Cloudflare Queues Backend

  • Push delivery: createCloudflareQueueProducer(binding) enqueues tasks onto a Workers Queue and createQueueConsumer({ kv, registry }) executes them from a MessageBatch, acking on success/dead-letter and retrying (with backoff delaySeconds) on retryable failure — no long-lived poller required

Non-Guarantees

Timing (What We Don't Promise)

  • Exact execution time: Tasks execute "around" scheduled time, not precisely at it
  • Order preservation: Tasks scheduled at same time may execute in any order
  • Clock accuracy: System depends on reasonable clock accuracy (±seconds, not milliseconds)

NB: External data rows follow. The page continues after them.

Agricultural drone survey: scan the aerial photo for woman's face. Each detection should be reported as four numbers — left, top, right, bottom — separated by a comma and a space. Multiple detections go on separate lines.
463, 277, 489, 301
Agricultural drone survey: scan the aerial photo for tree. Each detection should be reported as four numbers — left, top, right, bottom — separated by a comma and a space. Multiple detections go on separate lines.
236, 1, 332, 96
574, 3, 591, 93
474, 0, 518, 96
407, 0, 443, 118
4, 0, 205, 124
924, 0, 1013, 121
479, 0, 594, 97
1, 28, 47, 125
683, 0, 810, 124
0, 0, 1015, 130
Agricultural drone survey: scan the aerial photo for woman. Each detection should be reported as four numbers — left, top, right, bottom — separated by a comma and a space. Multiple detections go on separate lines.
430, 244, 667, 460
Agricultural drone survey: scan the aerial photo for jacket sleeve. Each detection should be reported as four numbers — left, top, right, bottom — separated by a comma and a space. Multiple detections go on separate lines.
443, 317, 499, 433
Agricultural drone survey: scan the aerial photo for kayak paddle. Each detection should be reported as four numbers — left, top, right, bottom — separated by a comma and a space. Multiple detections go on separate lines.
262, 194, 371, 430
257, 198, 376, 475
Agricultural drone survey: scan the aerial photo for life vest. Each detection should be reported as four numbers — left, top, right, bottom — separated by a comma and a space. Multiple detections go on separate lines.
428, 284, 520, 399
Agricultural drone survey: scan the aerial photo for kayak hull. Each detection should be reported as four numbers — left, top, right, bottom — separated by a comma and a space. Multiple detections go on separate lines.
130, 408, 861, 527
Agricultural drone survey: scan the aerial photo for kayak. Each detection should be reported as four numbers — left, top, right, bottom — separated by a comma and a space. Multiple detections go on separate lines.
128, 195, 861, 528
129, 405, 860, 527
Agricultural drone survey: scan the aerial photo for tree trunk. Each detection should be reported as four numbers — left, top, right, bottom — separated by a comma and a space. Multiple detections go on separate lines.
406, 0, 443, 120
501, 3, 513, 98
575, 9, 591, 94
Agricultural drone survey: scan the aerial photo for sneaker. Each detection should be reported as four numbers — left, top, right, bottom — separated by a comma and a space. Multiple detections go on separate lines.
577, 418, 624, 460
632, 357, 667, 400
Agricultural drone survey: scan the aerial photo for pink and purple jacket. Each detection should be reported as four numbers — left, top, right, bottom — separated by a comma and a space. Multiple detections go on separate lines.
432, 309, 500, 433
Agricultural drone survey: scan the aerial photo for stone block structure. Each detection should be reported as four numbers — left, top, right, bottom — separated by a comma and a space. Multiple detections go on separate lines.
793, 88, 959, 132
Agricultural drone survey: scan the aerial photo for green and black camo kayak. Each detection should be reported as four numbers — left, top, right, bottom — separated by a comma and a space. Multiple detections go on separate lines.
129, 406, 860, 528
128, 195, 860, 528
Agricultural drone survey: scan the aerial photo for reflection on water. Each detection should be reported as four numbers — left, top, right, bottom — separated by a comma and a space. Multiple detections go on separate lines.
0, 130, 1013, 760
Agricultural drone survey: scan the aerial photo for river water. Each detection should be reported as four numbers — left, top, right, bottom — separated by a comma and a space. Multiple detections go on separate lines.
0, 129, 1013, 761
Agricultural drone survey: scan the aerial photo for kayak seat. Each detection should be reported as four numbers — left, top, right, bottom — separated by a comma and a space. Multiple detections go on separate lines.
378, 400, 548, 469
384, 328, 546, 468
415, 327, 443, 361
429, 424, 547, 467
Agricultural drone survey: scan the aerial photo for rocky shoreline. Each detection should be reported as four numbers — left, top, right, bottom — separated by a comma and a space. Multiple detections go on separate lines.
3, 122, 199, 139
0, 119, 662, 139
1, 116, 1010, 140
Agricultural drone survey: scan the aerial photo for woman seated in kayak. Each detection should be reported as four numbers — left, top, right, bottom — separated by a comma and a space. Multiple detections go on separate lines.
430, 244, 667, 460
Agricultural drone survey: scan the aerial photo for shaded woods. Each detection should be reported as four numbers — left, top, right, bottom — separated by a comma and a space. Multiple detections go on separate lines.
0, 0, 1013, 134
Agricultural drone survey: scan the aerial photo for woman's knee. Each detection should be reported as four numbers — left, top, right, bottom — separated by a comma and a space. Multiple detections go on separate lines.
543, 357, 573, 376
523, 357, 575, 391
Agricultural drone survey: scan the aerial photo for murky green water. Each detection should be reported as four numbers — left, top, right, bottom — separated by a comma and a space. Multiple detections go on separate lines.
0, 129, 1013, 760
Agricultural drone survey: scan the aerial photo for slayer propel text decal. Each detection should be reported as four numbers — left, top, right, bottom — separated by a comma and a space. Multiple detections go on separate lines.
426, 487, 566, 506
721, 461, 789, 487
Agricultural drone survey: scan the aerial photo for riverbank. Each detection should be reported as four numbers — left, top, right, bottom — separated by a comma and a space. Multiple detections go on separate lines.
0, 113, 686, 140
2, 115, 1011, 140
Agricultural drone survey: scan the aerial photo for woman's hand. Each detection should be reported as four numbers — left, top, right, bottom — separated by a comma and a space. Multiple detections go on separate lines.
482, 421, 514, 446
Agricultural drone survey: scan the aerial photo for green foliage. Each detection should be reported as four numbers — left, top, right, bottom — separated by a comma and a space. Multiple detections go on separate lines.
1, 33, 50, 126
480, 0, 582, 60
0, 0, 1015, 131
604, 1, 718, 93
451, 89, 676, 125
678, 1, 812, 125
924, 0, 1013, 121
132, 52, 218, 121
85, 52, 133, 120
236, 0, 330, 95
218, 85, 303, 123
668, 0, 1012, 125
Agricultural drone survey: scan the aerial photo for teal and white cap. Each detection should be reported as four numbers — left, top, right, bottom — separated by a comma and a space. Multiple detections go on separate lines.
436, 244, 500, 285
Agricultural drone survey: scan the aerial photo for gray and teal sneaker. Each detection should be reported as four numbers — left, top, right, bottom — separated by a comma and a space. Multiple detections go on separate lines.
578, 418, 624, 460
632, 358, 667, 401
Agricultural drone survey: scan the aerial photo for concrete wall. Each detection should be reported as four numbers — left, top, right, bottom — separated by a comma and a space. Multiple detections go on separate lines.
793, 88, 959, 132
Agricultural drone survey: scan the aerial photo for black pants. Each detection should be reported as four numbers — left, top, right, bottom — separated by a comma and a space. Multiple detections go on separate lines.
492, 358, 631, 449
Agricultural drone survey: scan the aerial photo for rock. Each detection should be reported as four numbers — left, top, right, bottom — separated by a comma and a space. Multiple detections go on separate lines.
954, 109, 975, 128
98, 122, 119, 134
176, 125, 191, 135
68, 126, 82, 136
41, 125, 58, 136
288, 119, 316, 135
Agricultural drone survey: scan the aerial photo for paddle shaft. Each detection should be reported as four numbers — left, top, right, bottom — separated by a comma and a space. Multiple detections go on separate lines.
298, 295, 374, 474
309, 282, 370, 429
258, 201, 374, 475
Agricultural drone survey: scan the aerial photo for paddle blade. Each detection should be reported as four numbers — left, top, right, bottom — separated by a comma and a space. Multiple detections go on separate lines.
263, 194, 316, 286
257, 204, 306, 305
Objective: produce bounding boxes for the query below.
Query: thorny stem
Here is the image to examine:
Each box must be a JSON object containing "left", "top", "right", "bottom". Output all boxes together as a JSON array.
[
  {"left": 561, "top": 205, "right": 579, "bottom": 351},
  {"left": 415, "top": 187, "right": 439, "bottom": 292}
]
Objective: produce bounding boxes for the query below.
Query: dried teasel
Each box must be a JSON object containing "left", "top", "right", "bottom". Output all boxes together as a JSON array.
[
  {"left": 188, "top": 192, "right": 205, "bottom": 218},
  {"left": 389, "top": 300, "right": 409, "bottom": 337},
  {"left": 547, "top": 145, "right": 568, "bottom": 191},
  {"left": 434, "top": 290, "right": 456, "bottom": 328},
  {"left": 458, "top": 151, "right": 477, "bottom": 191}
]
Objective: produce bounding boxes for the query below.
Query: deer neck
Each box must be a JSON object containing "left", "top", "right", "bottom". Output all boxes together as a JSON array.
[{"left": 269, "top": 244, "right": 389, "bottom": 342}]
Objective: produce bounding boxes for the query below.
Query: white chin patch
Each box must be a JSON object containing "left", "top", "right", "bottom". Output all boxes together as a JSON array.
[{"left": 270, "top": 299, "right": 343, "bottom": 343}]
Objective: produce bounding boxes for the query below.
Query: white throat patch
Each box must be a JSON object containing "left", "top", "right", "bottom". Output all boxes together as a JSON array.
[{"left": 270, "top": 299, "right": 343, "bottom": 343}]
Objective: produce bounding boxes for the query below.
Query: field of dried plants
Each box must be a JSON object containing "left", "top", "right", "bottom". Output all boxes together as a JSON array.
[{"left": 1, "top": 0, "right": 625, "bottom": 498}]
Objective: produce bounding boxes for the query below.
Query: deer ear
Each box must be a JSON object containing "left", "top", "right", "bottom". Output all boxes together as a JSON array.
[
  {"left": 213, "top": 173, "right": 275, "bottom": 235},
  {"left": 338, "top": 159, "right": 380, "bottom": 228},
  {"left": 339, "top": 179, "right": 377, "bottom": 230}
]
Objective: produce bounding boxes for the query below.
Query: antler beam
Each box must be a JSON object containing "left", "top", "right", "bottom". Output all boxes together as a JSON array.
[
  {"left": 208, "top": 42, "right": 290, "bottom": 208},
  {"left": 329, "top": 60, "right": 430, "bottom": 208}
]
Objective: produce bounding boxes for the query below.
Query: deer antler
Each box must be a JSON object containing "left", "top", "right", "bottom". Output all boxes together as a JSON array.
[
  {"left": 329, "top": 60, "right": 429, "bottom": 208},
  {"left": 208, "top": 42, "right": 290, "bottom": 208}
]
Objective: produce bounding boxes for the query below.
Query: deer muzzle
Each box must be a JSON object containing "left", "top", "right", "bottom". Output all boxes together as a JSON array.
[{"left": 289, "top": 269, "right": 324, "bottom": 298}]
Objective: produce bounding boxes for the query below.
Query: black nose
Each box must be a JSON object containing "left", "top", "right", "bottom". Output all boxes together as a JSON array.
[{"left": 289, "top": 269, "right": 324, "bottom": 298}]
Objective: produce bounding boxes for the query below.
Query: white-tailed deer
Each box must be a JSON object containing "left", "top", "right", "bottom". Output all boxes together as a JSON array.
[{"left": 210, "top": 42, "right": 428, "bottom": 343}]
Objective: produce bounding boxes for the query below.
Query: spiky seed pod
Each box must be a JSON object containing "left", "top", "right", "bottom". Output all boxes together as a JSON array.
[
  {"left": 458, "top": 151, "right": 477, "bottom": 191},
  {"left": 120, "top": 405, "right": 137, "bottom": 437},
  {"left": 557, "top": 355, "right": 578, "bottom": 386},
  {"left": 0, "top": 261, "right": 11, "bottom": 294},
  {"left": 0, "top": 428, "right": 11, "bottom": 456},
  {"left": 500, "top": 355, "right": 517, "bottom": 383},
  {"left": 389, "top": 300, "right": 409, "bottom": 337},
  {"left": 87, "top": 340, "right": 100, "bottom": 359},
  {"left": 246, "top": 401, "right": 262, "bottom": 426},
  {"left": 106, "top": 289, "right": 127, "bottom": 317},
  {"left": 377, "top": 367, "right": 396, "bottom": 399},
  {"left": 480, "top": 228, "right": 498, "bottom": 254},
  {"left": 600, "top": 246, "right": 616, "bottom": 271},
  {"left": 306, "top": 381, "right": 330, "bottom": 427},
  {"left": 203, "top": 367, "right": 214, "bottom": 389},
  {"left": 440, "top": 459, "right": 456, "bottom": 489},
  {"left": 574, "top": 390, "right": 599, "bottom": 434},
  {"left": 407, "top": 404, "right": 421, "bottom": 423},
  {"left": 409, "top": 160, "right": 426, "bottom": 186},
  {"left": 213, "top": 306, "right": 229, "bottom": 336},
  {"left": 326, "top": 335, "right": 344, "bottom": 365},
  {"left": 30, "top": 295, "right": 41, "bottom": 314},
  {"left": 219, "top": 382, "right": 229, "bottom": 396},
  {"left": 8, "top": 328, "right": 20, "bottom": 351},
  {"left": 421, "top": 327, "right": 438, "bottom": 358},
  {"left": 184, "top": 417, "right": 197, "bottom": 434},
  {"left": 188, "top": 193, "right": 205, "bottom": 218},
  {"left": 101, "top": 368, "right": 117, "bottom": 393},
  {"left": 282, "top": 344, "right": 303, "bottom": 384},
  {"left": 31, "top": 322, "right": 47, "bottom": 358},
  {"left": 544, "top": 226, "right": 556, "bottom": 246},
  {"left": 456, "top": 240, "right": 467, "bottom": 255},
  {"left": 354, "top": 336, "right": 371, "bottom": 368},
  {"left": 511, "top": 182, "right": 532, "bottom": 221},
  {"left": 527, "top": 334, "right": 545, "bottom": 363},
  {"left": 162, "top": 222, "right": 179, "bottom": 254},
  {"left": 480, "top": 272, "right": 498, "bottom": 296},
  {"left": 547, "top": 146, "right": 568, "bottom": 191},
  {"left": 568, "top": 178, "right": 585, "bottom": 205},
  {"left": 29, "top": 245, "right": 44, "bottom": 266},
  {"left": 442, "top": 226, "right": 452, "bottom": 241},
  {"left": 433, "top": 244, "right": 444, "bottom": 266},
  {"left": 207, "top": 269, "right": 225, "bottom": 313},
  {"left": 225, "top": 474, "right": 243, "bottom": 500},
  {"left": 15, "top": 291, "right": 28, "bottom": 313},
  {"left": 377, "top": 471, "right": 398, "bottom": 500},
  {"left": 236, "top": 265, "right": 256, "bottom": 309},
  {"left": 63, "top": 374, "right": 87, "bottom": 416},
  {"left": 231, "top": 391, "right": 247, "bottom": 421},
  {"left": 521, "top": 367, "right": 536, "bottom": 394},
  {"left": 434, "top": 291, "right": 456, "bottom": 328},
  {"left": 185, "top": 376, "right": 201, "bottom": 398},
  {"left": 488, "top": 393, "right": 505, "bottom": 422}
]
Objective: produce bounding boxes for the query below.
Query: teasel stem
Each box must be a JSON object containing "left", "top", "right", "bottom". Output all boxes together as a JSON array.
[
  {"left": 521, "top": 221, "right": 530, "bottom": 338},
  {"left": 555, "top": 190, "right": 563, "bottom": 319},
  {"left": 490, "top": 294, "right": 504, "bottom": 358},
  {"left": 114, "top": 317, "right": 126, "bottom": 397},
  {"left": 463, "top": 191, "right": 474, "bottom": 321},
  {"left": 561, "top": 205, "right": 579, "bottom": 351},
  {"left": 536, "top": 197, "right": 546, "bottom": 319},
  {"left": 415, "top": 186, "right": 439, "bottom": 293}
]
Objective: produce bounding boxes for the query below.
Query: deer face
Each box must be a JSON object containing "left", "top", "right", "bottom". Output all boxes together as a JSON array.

Execution (What We Don't Promise)

  • Exactly-once: Delivery is at-least-once. idempotencyKey gives effectively-once execution within the retention window when a shared KV is configured, but without an idempotency key (or with a memory KV that isn't shared) a task may run more than once
  • Concurrency cap without shared KV: maxConcurrency enforcement relies on the shared counter; with the per-process memory KV it only bounds a single instance
  • Execution duration limits: Tasks can run indefinitely (unless timeout configured)
  • Permanent result persistence: Completed task records (including results) are retained only until resultExpiresAt (resultTtlMs, default 24h), then removed on the next read; they are not kept forever

Distributed (What We Don't Promise)

  • Fair distribution: Work distribution across workers is best-effort, not guaranteed fair
  • Affinity: Same task may execute on different workers across retries

Failure Modes

Worker Crash During Execution

  • Task remains in claimed or running state
  • Claim expires after timeout
  • Another worker reclaims and retries
  • runCount is incremented for retry tracking

Database Unavailable

  • Task scheduling fails (reported to caller)
  • Running tasks may fail to update status
  • On recovery, orphaned claims are reclaimed

Poison Pill (Always-Failing Task)

  • Retries up to maxRetries
  • Moves to DLQ after exhausting retries
  • Does NOT block other tasks in queue
  • DLQ can be replayed with new idempotency key

Clock Skew Between Workers

  • Claim timeouts account for reasonable skew (recommended: timeout > 2× max skew)
  • Scheduling uses server time, not worker time
  • Backoff calculations use relative time

Test Coverage

  • tests/invariants/task-state-machine.test.ts - State machine invariants
  • tests/invariants/distributed-correctness.test.ts - Distributed scenarios
  • tests/tasks/worker.test.ts - Worker behavior
  • tests/tasks/scheduler.test.ts - Scheduling
  • tests/tasks/retry.test.ts - Retry logic
  • tests/tasks/dlq.test.ts - Dead letter queue
  • tests/tasks/recurring.test.ts - Recurring tasks